Dans un système de santé en crise, les soins cardiaques britanniques souffrent

COLCHESTER, Angleterre, 2 février (Reuters) – En avril 2021, Garry Cogan a ressenti une douleur lente et brûlante monter progressivement dans son bras droit. C’était le début d’une crise cardiaque majeure qui, selon les médecins, pourrait réduire sa vie de plusieurs décennies sans un triple pontage rapide.
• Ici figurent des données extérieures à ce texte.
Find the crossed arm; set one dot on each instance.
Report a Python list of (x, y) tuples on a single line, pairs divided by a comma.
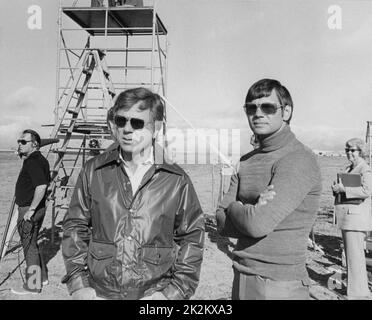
[(291, 184)]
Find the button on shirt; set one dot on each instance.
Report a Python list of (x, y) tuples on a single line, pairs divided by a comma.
[(136, 177)]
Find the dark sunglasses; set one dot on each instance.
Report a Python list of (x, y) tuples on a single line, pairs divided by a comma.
[(266, 108), (135, 123), (23, 141)]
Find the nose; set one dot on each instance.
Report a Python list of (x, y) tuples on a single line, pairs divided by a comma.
[(259, 112), (128, 127)]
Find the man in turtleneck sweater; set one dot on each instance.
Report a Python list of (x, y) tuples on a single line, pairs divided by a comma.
[(272, 202)]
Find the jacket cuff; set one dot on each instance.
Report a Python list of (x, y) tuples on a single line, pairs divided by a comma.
[(221, 219), (171, 292), (77, 282)]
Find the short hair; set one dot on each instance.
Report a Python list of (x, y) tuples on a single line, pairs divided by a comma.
[(264, 88), (358, 143), (34, 136), (130, 97)]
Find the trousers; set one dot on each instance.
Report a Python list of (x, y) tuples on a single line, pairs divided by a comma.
[(28, 232), (357, 279), (255, 287)]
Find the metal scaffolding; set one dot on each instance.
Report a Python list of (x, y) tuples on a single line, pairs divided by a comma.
[(101, 51)]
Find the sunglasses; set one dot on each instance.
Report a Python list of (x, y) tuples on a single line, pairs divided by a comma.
[(266, 108), (23, 141), (352, 150), (135, 123)]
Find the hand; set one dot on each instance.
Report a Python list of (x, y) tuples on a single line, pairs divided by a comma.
[(157, 295), (28, 215), (338, 187), (84, 294), (267, 195)]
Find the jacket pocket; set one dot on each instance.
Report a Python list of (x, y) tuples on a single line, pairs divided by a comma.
[(100, 258), (158, 261), (158, 255)]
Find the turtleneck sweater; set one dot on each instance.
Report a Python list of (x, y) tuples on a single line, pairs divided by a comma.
[(272, 238)]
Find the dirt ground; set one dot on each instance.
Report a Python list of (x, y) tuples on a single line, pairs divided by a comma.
[(324, 265)]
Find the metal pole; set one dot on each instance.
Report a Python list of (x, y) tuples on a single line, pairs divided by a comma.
[(56, 106), (153, 44), (213, 207)]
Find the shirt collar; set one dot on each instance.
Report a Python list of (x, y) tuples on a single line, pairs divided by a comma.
[(112, 155)]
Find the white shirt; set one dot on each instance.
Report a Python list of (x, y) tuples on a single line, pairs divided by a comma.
[(136, 177)]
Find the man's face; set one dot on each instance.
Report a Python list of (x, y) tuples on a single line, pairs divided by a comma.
[(29, 147), (134, 140), (263, 124)]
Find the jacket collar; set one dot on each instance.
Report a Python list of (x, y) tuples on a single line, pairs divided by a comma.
[(112, 156)]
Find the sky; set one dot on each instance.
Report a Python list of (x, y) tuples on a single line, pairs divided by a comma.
[(218, 49)]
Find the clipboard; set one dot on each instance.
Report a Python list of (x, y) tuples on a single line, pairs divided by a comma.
[(349, 180)]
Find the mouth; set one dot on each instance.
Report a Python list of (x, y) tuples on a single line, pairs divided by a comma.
[(259, 124)]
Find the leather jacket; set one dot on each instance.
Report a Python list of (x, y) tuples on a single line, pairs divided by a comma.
[(128, 246)]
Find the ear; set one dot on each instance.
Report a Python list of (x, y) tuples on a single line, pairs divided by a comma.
[(158, 126), (287, 112)]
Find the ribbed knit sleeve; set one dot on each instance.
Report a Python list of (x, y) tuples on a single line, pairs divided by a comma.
[(224, 224), (296, 180)]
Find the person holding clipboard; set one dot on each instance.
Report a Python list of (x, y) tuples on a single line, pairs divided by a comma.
[(352, 192)]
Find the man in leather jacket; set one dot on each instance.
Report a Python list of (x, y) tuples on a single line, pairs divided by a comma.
[(134, 228)]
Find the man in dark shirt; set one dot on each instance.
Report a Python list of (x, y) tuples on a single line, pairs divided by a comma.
[(270, 255), (30, 193)]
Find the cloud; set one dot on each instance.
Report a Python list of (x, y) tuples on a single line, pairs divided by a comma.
[(23, 99), (326, 137), (24, 108)]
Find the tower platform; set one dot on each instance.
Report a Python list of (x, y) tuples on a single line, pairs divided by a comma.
[(120, 20)]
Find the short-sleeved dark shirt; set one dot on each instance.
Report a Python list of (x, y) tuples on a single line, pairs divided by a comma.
[(35, 172)]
Près de deux ans plus tard, Cogan attend toujours une opération du service de santé britannique débordé, l’un des millions à souffrir alors qu’il cède sous le poids d’une population vieillissante, d’un manque d’investissement et de la pandémie de COVID-19.

“Cela m’a rendu très mal à l’aise, très hésitant sur ce que je peux et ne peux pas faire”, a déclaré l’employé d’entrepôt de 62 ans de Colchester, dans le sud-est de l’Angleterre, qui a réduit sa semaine de travail à trois jours de peur qu’il pourrait déclencher une autre attaque.

Il fait partie d’un nombre record de 7,2 millions de personnes en Angleterre attendant un traitement dans le National Health Service britannique, ou NHS, construit après la Seconde Guerre mondiale pour fournir des soins à tous, gratuitement du berceau à la tombe.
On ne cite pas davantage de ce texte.